Tuesday, March 29, 2016

Mount Holly Mansion - After the Fire

Mount Holly, on the pleasant shore of Lake Washington, in Foote, Mississippi, is one of those impossibly grand mansions of which many examples were built in the 1800s in various parts of the Mississippi Delta. The 30-room Mount Holly was completed in 1856 of brick with 2-ft-thick walls. It was added to the National Register of Historic Places in 1973. In the 1990s or early 2000s, it had been used as a bed-and-breakfast, but had sat empty for many years. As usual, ownership was unclear. And, as so often tragically happens to neglected buildings, the mansion suffered a disastrous fire on June 17, 2015. I have not yet read an account of who was responsible, but the forlorn walls sit upright in their misery.
I took these photographs in December of 2015. There was no sign of any restoration or activity at all. What happens next? For some pre-fire photographs, please see my April 2011 blog post and read the interesting comments. Preservation Mississippi had an excellent 2010 article on Mount Holly.

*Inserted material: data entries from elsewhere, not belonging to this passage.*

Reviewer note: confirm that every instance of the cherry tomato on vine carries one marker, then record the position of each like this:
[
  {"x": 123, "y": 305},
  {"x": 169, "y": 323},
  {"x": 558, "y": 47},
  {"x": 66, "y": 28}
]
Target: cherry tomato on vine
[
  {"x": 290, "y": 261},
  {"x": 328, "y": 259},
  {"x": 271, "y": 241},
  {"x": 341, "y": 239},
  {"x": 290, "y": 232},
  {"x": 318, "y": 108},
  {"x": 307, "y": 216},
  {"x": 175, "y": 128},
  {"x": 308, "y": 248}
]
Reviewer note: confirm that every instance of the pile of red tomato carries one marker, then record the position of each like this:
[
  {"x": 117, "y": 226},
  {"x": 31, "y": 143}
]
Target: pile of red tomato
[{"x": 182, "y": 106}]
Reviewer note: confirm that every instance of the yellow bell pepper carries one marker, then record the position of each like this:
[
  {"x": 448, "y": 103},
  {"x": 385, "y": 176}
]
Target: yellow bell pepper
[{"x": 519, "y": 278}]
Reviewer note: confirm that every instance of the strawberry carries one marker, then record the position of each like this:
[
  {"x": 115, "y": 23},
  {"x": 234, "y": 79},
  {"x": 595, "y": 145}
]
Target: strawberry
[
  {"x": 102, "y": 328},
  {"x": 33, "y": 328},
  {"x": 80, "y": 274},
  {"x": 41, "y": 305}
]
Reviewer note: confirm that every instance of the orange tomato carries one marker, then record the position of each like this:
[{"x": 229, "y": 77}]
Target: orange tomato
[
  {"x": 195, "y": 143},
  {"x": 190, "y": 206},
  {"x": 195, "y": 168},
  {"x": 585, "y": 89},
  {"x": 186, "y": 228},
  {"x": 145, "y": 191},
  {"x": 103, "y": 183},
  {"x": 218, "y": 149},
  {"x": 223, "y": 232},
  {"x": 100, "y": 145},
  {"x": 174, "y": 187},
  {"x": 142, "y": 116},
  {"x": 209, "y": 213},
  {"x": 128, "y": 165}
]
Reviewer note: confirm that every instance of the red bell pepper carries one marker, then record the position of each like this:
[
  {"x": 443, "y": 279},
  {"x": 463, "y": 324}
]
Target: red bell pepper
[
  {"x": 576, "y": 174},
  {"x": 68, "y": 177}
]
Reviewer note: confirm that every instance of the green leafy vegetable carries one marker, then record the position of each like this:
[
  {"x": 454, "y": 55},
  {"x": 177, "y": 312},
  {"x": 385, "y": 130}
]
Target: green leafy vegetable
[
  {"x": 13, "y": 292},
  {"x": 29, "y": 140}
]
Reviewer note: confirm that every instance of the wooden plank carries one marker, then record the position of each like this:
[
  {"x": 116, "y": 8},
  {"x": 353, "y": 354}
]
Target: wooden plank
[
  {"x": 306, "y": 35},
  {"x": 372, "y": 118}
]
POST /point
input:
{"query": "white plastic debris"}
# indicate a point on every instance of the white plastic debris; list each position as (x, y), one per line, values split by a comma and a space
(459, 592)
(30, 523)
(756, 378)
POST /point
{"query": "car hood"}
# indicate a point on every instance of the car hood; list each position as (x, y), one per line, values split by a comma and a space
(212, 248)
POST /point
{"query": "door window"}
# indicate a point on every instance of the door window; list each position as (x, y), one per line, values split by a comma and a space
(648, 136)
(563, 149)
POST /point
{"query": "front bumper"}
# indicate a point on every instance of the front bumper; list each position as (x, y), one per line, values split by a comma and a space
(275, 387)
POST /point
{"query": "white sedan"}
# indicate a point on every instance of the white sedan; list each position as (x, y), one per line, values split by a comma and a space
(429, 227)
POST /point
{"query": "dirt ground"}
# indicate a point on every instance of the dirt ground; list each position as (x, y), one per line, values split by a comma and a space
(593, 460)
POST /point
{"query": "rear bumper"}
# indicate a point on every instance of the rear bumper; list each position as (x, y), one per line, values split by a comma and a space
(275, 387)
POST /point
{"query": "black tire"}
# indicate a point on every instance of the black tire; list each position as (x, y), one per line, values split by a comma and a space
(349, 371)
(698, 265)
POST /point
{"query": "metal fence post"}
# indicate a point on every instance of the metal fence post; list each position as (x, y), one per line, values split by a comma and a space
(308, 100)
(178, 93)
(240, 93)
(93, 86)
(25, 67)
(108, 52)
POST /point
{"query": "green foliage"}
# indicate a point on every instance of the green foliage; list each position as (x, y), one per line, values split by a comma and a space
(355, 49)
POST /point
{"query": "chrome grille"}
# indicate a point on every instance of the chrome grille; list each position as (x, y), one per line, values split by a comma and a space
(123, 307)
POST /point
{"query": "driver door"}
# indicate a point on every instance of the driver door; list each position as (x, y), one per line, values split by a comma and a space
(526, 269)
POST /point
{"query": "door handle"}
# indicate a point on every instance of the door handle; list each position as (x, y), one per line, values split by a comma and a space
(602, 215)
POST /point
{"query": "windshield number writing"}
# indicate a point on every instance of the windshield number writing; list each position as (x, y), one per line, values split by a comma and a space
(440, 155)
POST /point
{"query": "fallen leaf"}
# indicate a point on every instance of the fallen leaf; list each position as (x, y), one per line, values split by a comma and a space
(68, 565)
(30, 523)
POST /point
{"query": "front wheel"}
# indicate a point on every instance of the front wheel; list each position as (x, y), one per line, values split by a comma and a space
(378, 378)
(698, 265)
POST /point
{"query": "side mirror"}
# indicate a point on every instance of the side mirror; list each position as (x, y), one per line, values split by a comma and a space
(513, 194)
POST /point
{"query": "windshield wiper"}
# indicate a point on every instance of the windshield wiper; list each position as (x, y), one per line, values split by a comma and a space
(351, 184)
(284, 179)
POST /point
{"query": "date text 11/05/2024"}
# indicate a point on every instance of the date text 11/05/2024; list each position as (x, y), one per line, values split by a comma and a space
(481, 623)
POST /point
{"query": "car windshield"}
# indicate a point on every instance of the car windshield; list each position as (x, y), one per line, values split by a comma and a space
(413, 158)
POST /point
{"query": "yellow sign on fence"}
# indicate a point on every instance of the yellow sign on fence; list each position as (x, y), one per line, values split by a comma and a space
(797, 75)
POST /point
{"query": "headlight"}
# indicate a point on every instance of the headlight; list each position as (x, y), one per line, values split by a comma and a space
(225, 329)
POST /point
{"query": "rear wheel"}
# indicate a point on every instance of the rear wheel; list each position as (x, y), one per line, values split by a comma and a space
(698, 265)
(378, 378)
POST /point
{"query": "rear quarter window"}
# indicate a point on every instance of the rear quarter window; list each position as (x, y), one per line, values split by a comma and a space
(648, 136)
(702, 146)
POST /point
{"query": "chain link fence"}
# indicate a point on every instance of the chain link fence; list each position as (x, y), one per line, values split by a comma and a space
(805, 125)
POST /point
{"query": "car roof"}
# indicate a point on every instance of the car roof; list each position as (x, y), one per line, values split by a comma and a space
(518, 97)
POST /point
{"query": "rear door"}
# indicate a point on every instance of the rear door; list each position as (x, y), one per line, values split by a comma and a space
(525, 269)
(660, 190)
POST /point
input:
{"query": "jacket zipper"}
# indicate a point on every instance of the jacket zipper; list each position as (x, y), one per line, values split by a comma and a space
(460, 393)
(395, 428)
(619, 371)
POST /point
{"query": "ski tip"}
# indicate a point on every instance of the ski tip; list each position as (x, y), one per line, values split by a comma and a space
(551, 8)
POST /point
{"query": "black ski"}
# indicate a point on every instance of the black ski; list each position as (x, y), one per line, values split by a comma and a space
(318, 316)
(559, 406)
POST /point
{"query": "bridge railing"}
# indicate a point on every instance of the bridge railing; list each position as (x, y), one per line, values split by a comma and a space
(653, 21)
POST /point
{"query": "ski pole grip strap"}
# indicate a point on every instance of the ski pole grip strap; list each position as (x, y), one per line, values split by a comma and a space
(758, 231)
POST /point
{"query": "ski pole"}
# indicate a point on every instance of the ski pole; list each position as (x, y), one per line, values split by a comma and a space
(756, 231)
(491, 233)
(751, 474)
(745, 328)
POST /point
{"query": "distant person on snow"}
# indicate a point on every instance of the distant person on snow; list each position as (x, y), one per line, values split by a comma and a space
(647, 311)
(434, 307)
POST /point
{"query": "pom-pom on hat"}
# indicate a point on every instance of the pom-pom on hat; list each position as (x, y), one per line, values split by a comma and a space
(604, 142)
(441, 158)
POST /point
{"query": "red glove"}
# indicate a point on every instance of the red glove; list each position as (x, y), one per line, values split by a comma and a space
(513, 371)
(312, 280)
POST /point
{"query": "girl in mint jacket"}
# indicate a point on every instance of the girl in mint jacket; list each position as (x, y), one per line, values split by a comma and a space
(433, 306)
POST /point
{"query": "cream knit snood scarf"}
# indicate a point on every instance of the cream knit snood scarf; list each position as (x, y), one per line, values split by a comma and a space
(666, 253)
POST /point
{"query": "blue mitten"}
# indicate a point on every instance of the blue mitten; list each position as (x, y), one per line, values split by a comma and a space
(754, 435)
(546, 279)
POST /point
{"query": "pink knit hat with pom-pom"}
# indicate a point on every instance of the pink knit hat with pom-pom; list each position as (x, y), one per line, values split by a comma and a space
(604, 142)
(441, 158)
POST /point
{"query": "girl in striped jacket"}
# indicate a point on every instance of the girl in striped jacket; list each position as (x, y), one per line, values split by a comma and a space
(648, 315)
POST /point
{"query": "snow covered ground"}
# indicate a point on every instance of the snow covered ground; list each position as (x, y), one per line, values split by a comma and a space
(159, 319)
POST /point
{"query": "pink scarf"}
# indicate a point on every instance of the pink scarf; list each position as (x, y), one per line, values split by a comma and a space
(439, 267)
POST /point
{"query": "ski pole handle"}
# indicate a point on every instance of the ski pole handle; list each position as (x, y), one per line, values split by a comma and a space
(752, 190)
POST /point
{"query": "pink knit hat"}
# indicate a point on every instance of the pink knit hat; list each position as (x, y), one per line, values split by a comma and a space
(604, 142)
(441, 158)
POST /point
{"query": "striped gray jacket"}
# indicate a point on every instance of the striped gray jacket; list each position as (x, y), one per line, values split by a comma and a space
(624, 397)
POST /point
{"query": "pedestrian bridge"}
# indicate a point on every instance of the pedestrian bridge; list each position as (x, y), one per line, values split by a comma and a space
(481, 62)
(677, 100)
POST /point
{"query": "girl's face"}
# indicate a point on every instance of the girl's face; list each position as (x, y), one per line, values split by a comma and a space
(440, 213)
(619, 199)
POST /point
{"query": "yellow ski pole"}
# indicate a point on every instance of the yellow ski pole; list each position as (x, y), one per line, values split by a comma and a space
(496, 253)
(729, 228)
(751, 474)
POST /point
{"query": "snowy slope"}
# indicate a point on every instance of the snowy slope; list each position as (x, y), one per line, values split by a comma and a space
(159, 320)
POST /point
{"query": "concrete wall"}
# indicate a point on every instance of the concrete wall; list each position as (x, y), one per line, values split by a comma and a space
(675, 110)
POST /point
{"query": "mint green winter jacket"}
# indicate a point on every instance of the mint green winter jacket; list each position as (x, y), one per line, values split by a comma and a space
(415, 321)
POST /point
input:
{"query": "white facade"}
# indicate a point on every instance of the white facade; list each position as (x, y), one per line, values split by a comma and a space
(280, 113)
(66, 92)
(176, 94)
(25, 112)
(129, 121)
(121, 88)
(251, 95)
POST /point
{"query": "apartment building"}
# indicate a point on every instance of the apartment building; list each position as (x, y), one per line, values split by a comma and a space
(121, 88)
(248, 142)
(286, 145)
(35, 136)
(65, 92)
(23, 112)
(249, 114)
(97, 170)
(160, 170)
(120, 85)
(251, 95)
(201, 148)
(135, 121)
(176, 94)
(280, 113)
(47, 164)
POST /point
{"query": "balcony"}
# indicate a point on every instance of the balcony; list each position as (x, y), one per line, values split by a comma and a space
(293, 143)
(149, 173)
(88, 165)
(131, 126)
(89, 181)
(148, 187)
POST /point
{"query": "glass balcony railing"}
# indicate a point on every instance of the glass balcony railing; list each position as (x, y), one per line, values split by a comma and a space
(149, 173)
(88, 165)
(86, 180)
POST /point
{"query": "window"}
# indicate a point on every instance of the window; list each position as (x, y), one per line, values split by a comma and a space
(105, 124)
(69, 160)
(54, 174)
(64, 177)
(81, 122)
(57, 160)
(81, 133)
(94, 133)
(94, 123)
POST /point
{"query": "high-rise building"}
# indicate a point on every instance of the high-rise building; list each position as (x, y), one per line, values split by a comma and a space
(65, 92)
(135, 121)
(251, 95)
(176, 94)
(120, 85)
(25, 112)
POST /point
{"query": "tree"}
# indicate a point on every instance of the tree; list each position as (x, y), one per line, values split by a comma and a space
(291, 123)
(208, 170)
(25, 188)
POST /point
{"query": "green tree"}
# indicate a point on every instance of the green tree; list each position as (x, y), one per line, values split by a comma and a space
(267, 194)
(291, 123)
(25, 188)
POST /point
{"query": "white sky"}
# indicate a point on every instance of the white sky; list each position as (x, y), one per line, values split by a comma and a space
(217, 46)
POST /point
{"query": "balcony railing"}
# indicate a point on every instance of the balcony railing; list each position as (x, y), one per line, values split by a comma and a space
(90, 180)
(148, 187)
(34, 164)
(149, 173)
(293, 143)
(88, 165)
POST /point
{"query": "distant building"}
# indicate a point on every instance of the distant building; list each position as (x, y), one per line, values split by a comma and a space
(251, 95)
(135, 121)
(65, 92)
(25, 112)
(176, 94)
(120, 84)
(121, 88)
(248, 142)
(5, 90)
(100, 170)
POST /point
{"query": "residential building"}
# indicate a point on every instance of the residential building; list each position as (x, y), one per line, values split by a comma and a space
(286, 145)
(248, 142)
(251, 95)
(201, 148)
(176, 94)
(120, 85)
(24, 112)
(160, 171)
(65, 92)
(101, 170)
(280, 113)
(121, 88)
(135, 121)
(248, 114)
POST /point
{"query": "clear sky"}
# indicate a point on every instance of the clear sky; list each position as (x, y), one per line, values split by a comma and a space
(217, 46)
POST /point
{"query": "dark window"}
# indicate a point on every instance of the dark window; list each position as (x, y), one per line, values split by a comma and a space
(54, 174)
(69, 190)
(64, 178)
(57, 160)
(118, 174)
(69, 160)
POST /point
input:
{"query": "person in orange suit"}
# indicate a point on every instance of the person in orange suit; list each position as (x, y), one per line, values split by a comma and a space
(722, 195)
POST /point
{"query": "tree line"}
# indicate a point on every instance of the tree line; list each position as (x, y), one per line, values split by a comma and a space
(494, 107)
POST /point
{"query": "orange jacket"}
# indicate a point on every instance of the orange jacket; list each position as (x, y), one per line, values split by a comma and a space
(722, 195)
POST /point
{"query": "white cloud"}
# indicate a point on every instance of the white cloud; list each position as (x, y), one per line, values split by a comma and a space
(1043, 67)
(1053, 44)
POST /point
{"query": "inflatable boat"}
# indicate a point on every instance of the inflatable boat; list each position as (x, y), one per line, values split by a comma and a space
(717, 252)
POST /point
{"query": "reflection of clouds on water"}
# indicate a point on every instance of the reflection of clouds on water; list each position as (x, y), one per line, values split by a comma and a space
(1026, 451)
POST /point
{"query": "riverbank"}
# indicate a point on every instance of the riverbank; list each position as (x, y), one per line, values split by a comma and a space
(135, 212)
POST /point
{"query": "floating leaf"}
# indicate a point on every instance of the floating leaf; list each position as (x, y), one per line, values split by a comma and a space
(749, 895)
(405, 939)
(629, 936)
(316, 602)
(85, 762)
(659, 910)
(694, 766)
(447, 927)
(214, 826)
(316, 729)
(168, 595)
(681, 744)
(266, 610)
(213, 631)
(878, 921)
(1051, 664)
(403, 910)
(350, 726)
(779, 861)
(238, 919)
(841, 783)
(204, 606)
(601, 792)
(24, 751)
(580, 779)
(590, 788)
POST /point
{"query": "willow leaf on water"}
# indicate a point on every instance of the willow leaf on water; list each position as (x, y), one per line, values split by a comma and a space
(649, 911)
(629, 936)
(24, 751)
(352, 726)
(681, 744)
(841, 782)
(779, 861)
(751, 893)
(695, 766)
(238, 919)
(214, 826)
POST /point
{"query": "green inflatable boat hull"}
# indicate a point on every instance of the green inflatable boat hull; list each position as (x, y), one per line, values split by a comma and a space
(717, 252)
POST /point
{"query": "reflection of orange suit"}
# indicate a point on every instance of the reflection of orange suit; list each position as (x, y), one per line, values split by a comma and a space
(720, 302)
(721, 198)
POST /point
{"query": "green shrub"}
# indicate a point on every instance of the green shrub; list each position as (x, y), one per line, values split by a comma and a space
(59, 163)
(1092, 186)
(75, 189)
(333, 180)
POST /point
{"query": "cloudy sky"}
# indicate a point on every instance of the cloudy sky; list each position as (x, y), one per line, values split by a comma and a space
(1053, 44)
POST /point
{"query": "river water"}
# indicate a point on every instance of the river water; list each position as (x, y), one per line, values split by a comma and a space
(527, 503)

Photographs taken with Kodak BW400CN film in a Leica M2 rangefinder camera. The BW400CN is sharp and fine-grain, but does not have the look of traditional silver negative films. I scanned the negatives with a Plustek 7600i scanner using Silverfast software and resized the files with ACDSee Pro 2.5 software.

1 comment:

Linda said...

You have a fascinating blog and your photos are amazing.